Machen wir uns bewusst, dass die „Worte Gottes“ von Menschen ausgewählt worden sind. Sie erfahren bei Bedarf aus dem Internet, wer wann welche Texte als Heilige Schriften anerkannt oder verworfen hat. Politisch unerwünschte Inhalte wurden entfernt und deren Verbreitung sogar unter Strafe gestellt. Das war die antike Form der Zensur.

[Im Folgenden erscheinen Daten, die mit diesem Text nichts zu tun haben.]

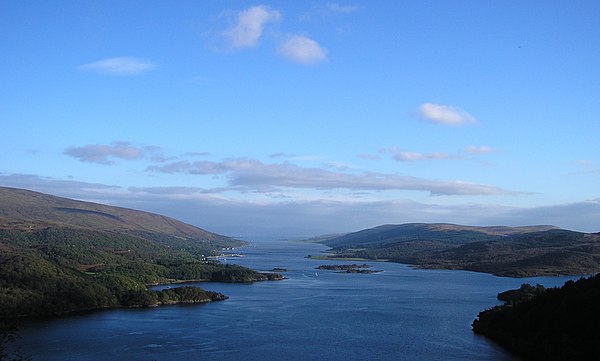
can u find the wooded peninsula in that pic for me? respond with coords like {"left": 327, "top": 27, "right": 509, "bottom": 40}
{"left": 0, "top": 187, "right": 282, "bottom": 319}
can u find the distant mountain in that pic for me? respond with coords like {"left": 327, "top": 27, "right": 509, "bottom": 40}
{"left": 318, "top": 223, "right": 600, "bottom": 277}
{"left": 0, "top": 187, "right": 279, "bottom": 318}
{"left": 322, "top": 223, "right": 557, "bottom": 249}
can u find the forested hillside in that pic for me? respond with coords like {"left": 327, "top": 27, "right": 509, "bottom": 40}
{"left": 0, "top": 187, "right": 279, "bottom": 318}
{"left": 318, "top": 223, "right": 600, "bottom": 277}
{"left": 473, "top": 275, "right": 600, "bottom": 360}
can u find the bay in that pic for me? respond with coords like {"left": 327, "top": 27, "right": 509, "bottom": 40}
{"left": 14, "top": 240, "right": 579, "bottom": 360}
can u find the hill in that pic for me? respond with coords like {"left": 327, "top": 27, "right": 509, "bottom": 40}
{"left": 322, "top": 223, "right": 557, "bottom": 249}
{"left": 318, "top": 223, "right": 600, "bottom": 277}
{"left": 0, "top": 187, "right": 279, "bottom": 318}
{"left": 0, "top": 186, "right": 236, "bottom": 247}
{"left": 472, "top": 275, "right": 600, "bottom": 360}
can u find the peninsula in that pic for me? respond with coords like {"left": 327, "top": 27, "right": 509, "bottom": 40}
{"left": 315, "top": 223, "right": 600, "bottom": 277}
{"left": 0, "top": 187, "right": 281, "bottom": 318}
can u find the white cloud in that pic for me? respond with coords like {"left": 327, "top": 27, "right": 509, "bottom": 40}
{"left": 64, "top": 142, "right": 160, "bottom": 164}
{"left": 419, "top": 103, "right": 477, "bottom": 126}
{"left": 392, "top": 150, "right": 451, "bottom": 162}
{"left": 279, "top": 35, "right": 327, "bottom": 64}
{"left": 465, "top": 145, "right": 494, "bottom": 154}
{"left": 225, "top": 5, "right": 281, "bottom": 48}
{"left": 384, "top": 147, "right": 452, "bottom": 162}
{"left": 147, "top": 157, "right": 509, "bottom": 196}
{"left": 79, "top": 57, "right": 156, "bottom": 75}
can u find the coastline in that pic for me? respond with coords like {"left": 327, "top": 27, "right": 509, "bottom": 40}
{"left": 307, "top": 254, "right": 588, "bottom": 278}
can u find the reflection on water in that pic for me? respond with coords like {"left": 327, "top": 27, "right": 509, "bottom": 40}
{"left": 16, "top": 240, "right": 578, "bottom": 360}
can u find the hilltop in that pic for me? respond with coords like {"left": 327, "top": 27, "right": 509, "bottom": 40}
{"left": 317, "top": 223, "right": 600, "bottom": 277}
{"left": 0, "top": 187, "right": 280, "bottom": 318}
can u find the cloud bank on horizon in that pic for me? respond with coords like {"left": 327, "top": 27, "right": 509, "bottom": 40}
{"left": 1, "top": 2, "right": 599, "bottom": 237}
{"left": 1, "top": 173, "right": 599, "bottom": 237}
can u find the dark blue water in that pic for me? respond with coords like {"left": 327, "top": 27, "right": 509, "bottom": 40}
{"left": 15, "top": 240, "right": 579, "bottom": 360}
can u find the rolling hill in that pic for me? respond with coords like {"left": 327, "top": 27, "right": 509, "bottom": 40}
{"left": 318, "top": 223, "right": 600, "bottom": 277}
{"left": 322, "top": 223, "right": 557, "bottom": 249}
{"left": 0, "top": 186, "right": 235, "bottom": 245}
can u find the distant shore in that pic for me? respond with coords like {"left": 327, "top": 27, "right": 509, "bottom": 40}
{"left": 307, "top": 253, "right": 579, "bottom": 278}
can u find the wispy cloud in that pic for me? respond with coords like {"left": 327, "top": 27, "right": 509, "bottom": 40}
{"left": 269, "top": 152, "right": 295, "bottom": 159}
{"left": 279, "top": 35, "right": 327, "bottom": 64}
{"left": 224, "top": 5, "right": 281, "bottom": 48}
{"left": 300, "top": 3, "right": 361, "bottom": 21}
{"left": 327, "top": 3, "right": 360, "bottom": 14}
{"left": 391, "top": 150, "right": 452, "bottom": 162}
{"left": 79, "top": 57, "right": 156, "bottom": 76}
{"left": 570, "top": 160, "right": 600, "bottom": 176}
{"left": 64, "top": 142, "right": 160, "bottom": 164}
{"left": 465, "top": 145, "right": 494, "bottom": 154}
{"left": 418, "top": 103, "right": 477, "bottom": 126}
{"left": 147, "top": 157, "right": 510, "bottom": 196}
{"left": 382, "top": 145, "right": 495, "bottom": 162}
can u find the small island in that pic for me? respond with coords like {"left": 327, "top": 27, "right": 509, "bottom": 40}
{"left": 271, "top": 267, "right": 288, "bottom": 272}
{"left": 316, "top": 264, "right": 383, "bottom": 274}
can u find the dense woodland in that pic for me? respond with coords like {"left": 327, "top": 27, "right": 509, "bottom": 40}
{"left": 0, "top": 188, "right": 281, "bottom": 319}
{"left": 472, "top": 274, "right": 600, "bottom": 360}
{"left": 0, "top": 228, "right": 275, "bottom": 318}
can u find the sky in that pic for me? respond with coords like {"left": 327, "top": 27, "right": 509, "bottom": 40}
{"left": 1, "top": 1, "right": 599, "bottom": 238}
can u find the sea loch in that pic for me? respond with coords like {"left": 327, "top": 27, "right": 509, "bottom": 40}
{"left": 15, "top": 240, "right": 578, "bottom": 360}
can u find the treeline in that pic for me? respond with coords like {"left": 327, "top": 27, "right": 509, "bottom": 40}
{"left": 472, "top": 274, "right": 600, "bottom": 360}
{"left": 0, "top": 227, "right": 271, "bottom": 318}
{"left": 327, "top": 230, "right": 600, "bottom": 277}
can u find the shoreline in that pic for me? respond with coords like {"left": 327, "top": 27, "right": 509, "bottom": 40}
{"left": 308, "top": 254, "right": 589, "bottom": 278}
{"left": 4, "top": 273, "right": 286, "bottom": 321}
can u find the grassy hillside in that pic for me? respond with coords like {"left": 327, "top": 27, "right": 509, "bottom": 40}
{"left": 0, "top": 186, "right": 237, "bottom": 247}
{"left": 319, "top": 223, "right": 600, "bottom": 277}
{"left": 0, "top": 187, "right": 279, "bottom": 318}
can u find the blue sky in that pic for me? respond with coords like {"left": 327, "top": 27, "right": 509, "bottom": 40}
{"left": 1, "top": 1, "right": 599, "bottom": 238}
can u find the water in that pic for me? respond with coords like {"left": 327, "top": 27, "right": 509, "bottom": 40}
{"left": 14, "top": 240, "right": 579, "bottom": 360}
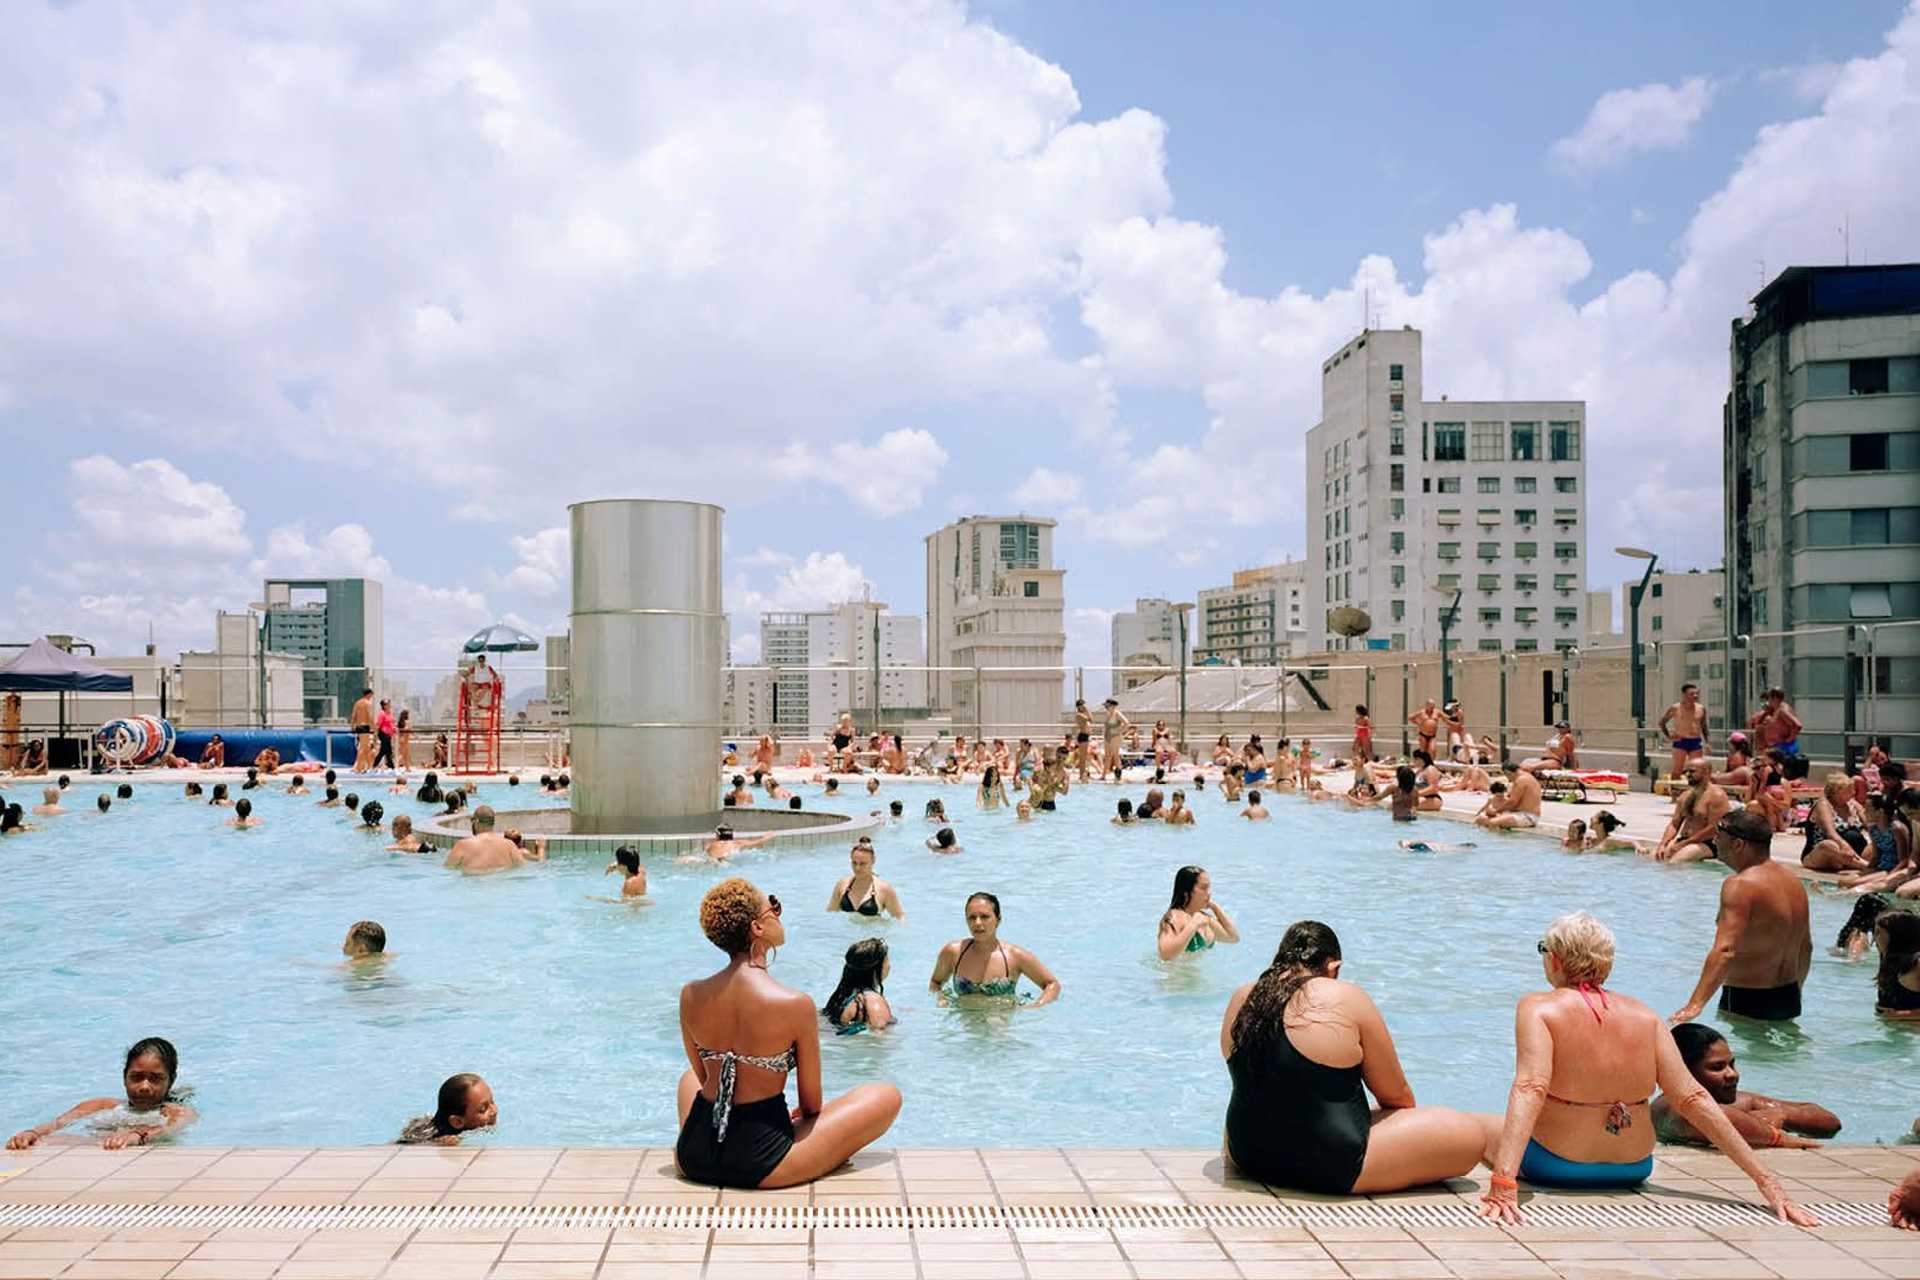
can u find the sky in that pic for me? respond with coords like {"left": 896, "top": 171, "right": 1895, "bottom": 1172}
{"left": 1, "top": 0, "right": 1916, "bottom": 693}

Und jetzt kommt all das ans Licht. Es geht nicht darum zu behaupten: DAS ist jetzt die neue Wahrheit. Sondern zu begreifen wie unmöglich es ist, sich auf eine Wahrheit festzulegen. Stattdessen tut man gut daran, mehrere Stimmen zu hören und verschiedene Sichtweisen als gleichzeitig plausibel wahrzunehmen. Das Unterdrücken von abweichenden Ansichten darf uns dabei grundsätzlich skeptisch stimmen.

Was heißt das für Ihr Leben? Meine Empfehlung ist: Machen Sie das Beste aus der aktuellen Situation. Bestehen Sie nicht auf Abbitte oder Wiedergutmachung, wenn Sie sich ungerecht behandelt oder verletzt fühlen. Machen Sie Ihre Beziehungen nicht davon abhängig, wer im Recht ist.

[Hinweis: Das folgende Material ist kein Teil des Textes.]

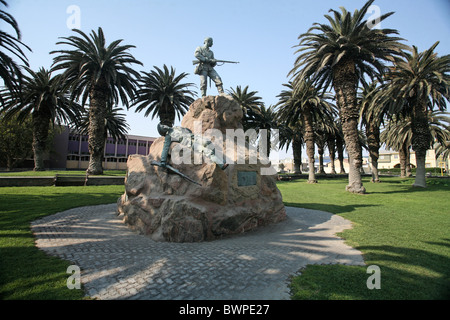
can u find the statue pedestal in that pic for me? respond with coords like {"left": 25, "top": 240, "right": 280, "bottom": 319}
{"left": 117, "top": 95, "right": 286, "bottom": 242}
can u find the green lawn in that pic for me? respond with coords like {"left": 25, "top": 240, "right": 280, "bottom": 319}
{"left": 0, "top": 185, "right": 125, "bottom": 300}
{"left": 0, "top": 176, "right": 449, "bottom": 300}
{"left": 278, "top": 176, "right": 450, "bottom": 300}
{"left": 0, "top": 170, "right": 126, "bottom": 176}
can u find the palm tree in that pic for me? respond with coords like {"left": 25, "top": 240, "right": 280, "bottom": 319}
{"left": 0, "top": 67, "right": 82, "bottom": 170}
{"left": 434, "top": 141, "right": 450, "bottom": 166}
{"left": 314, "top": 116, "right": 340, "bottom": 175}
{"left": 314, "top": 120, "right": 328, "bottom": 175}
{"left": 133, "top": 65, "right": 195, "bottom": 128}
{"left": 277, "top": 81, "right": 334, "bottom": 183}
{"left": 0, "top": 0, "right": 31, "bottom": 101}
{"left": 335, "top": 120, "right": 346, "bottom": 174}
{"left": 252, "top": 104, "right": 278, "bottom": 158}
{"left": 382, "top": 112, "right": 450, "bottom": 178}
{"left": 376, "top": 42, "right": 450, "bottom": 187}
{"left": 290, "top": 0, "right": 408, "bottom": 193}
{"left": 78, "top": 104, "right": 130, "bottom": 144}
{"left": 359, "top": 82, "right": 387, "bottom": 182}
{"left": 324, "top": 120, "right": 341, "bottom": 175}
{"left": 50, "top": 27, "right": 142, "bottom": 175}
{"left": 381, "top": 115, "right": 412, "bottom": 178}
{"left": 278, "top": 119, "right": 304, "bottom": 174}
{"left": 228, "top": 85, "right": 264, "bottom": 131}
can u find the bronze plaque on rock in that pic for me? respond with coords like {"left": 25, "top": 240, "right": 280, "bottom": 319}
{"left": 237, "top": 171, "right": 257, "bottom": 186}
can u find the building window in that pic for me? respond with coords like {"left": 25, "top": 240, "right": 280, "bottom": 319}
{"left": 69, "top": 135, "right": 80, "bottom": 141}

Vollziehen Sie innerlich einen „Cut“. Holen Sie Gewesenes nicht ständig wieder in Ihr Bewusstsein. Dadurch aktivieren Sie nur wieder und wieder das belastende Energiemuster in Ihrem Mental- und Emotionalkörper. Man könnte auch etwas weniger spirituell sagen: Sie bringen sich in schlechte Stimmung und negative Gedanken.

Schauen Sie stattdessen darauf, was jetzt ist, was Sie anders wollen und was Sie selbst ändern können. Und dann tun Sie das. Halten Sie Ausschau nach passenden Weggefährten, nach Gleichgesinnten und Freunden. Und vor allem: Lassen Sie sich keine Angst machen aufgrund von irgendwelchen Befürchtungen, von denen niemand weiß, ob sie sich jemals bewahrheiten werden.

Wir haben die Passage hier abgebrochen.